In the case of the Mouflon sheep, that is correct. In the case of plants and grasshoppers, it often is a new species in literally a single generation. They would not be the original species, and are not reproductively compatible.
Depends, as I just explained.
Looking back in time, however, I’m not sure we can even distinguish these two cases from genetics. The data would end up looking essentially the same.
Yes!
However, from genetics alone, we would not be able to easily distinguish (it seems) between the grasshopper and Mouflon sheep scenarios.
Only within a time range. However, we are also looking at the “human lineage” (see Dennis’s claim #2), which include all our ancestors even before they are Homo sapiens.
Right now, we are looking at evidence against a single couple origin within the last 500 kya. With further analysis (e.g. using PSMC), I suppose that might increase up to about 700 or 800 kya, but we do not know for sure yet.

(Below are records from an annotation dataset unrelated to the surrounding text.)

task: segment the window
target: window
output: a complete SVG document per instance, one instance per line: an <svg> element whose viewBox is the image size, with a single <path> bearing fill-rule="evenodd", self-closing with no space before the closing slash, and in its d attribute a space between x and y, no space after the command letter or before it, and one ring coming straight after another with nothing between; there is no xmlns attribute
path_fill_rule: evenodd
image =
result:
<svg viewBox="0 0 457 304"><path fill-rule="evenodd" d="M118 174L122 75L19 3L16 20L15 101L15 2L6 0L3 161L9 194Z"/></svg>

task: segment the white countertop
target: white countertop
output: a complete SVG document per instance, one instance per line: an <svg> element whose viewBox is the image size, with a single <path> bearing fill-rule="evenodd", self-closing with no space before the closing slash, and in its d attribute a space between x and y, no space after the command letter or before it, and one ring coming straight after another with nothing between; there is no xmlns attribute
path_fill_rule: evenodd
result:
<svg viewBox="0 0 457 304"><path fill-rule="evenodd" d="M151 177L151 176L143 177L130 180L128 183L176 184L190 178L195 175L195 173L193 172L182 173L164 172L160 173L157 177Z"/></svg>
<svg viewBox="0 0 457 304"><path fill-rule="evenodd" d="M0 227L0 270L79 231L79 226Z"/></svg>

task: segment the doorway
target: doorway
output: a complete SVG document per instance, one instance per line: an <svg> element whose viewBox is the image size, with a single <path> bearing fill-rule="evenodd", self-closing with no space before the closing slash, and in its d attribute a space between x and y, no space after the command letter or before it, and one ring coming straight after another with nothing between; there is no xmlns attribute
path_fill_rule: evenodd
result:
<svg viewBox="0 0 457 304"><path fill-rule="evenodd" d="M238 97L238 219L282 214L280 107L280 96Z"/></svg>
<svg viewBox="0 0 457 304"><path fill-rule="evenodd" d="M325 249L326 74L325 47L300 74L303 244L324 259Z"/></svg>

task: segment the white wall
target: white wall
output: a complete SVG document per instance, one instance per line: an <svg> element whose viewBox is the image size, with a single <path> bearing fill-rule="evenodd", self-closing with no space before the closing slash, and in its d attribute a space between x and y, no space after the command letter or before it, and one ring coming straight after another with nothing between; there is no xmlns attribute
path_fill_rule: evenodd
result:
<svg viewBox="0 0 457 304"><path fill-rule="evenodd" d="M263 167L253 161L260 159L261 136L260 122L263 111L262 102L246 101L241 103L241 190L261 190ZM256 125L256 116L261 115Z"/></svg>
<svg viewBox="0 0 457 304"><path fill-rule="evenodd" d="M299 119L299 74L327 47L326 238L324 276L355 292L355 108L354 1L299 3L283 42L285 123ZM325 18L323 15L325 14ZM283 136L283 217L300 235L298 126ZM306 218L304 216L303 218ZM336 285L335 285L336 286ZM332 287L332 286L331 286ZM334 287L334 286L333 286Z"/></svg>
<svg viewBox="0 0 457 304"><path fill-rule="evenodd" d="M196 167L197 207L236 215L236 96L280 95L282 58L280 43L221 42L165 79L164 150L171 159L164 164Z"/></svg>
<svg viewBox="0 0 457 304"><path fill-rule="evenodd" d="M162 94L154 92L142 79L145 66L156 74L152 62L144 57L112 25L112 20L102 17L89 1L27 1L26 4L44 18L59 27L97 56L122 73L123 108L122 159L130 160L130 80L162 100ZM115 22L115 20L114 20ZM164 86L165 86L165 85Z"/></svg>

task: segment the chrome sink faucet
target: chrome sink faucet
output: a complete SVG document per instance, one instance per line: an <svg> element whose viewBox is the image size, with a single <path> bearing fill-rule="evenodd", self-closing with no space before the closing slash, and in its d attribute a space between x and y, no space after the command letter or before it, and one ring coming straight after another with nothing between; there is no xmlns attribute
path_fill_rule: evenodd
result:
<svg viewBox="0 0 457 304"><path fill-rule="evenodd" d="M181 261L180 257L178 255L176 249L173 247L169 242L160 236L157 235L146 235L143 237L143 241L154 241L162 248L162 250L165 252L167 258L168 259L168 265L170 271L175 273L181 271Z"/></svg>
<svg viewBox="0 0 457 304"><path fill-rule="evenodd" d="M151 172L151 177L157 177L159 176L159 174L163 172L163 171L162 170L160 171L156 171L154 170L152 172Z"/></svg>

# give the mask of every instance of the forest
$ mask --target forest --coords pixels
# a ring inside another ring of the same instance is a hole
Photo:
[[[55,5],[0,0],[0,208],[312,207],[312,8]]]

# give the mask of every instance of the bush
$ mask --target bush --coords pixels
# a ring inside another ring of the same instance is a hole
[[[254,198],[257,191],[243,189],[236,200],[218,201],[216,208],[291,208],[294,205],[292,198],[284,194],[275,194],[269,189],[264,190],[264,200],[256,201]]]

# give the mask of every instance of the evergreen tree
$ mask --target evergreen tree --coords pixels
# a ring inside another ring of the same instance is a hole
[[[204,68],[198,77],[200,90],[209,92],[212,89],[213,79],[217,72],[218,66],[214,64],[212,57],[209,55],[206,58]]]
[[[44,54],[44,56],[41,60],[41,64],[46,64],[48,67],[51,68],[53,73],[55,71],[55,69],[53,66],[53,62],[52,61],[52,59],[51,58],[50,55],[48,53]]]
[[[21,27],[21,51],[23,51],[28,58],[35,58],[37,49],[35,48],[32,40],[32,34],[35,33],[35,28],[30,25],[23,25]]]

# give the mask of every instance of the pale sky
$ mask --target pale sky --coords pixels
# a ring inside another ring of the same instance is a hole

However, before that point, say at about 750 kya or 2 mya, I’m not sure we can rule out a single couple bottleneck in our ancestors. Those are interesting dates too. 750 kya is when Homo sapiens, Neanderthals and Denisovans (for which we only have a knuckle) share a common ancestor. This group of species (or subspecies if they are the same species) appear to be the only hominids with hyoid bones, which might be a marker for modern linguistic capability. 2 mya is when Homo erectus arises and becomes cosmopolitan, and here is where we think clothing might arise, as does language/tools beyond other animals, and more.
At either transition, ignoring theology entirely, was their a tight bottleneck? The consensus is, right now, that there was a very tight bottleneck, at least 2 mya. Perhaps not consensus, but definitely a live option when I have talked to anthropologists is a bottleneck 750 kya. How tight would those bottlenecks be? I’m not sure we can know from extant evidence.
@Christy, these are great questions. Thanks for putting them forward. Hopefully this clarifies where it seems the science stands.